PORT-AU-PRINCE (Reuters) - A child squats to defecate yards away from a sidewalk where women press plantain into bite-sized pieces for frying and a naked toddler plays with a pile of rice on the filthy ground.
Nearby, a dead body has been dumped on the street, right in front of a sea of morose people sitting on grubby mattresses, and a garbage collector uses a shovel to scoop up soggy black mounds of putrid trash composed of plastic water bags, polystyrene plates, orange peel and tin cans. Stray dogs forage.

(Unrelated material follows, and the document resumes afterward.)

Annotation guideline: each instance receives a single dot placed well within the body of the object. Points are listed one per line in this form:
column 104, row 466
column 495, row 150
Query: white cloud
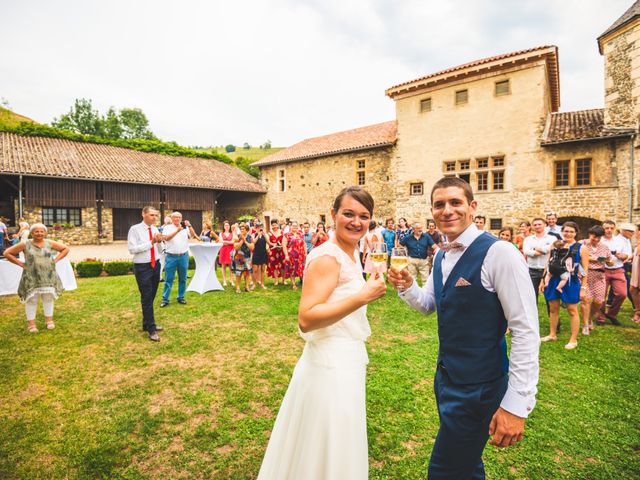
column 217, row 72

Sanitary conditions in tent cities like this one in Port-au-Prince’s once elegant Champs de Mars park around Haiti’s crumbled presidential palace are worsening by the day as hundreds of thousands of survivors of last week’s earthquake cram together to eat, sleep, wash and defecate.
“It’s miserable here. It’s dirty and it’s boring. There’s nothing to do but walk about,” said Judeline Pierre-Rose, 12, who misses her comfortable home with its couch and TV.

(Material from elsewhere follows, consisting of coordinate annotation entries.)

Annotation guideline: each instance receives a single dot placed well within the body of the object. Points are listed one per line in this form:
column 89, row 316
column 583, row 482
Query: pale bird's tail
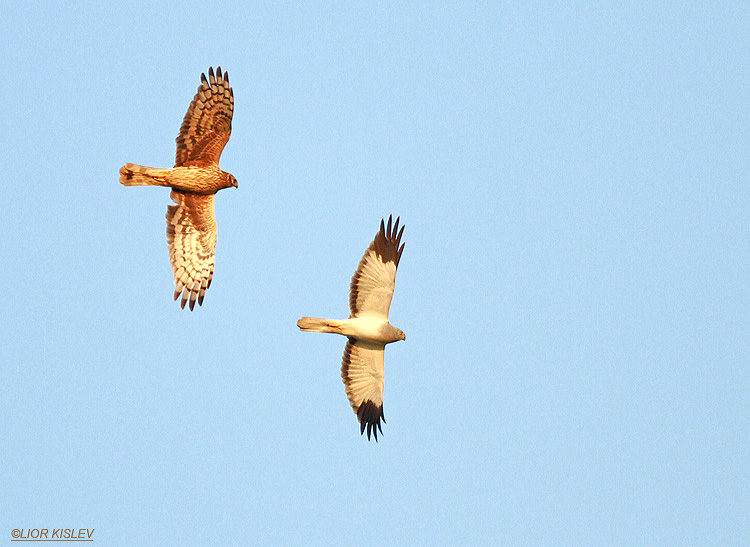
column 138, row 175
column 313, row 324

“People go to the toilet everywhere here and I’m scared of getting sick. My twin sisters vomited last night,” she said.
Rescue teams and food aid have poured into Haiti since the Jan. 12 magnitude 7.0 earthquake devastated the capital. They are burying the dead and attending to the injured, but they must also deal with an estimated one million people made homeless by the quake are having to fend for themselves.
Hundreds of thousands have used mattresses to mark out open-air living areas on blocked-off roads and grassy areas between dead zones of earthquake rubble in Port-au-Prince. they have also built crude tents by tying bed sheets to trees.
At the Champs de Mars, one family has propped the scavenged cabin of a smashed up pick-up truck on chunks of concrete debris to make a makeshift house with a wooden plank for a door. Nearby, an entrepreneur is renting out a generator for people to charge their cellphones.
Aid group Action Against Hunger has installed water distribution points at the camp where people crowd round with buckets, but emergency latrines have yet to be installed.
A large area around a small cluster of tatty and overflowing public toilets is full of clumps of human excrement and dirty tissues. A large public fountain where many strip off to wash has turned an opaque dark green covered with scum and garbage.
“It’s a catastrophe. It’s dangerous because health is a very precious thing and you can’t have all these people living near trash and dead bodies. It could spark an epidemic,” said Gelin Wesnel, 34, a local Haitian Scout in full uniform manning a first aid tent nearby.
As families settle in after nine days camped out -- preparing food on the dirty ground, cooking on charcoal fires and walking about in flip-flops through toxic dark grey puddles, nobody is doing anything about hygiene.
“It’s up to the government to resolve this kind of problem, they must take responsibility and tell us what to do,” said Wesnel. Then he added: “Maybe they are in the middle of working out a plan.”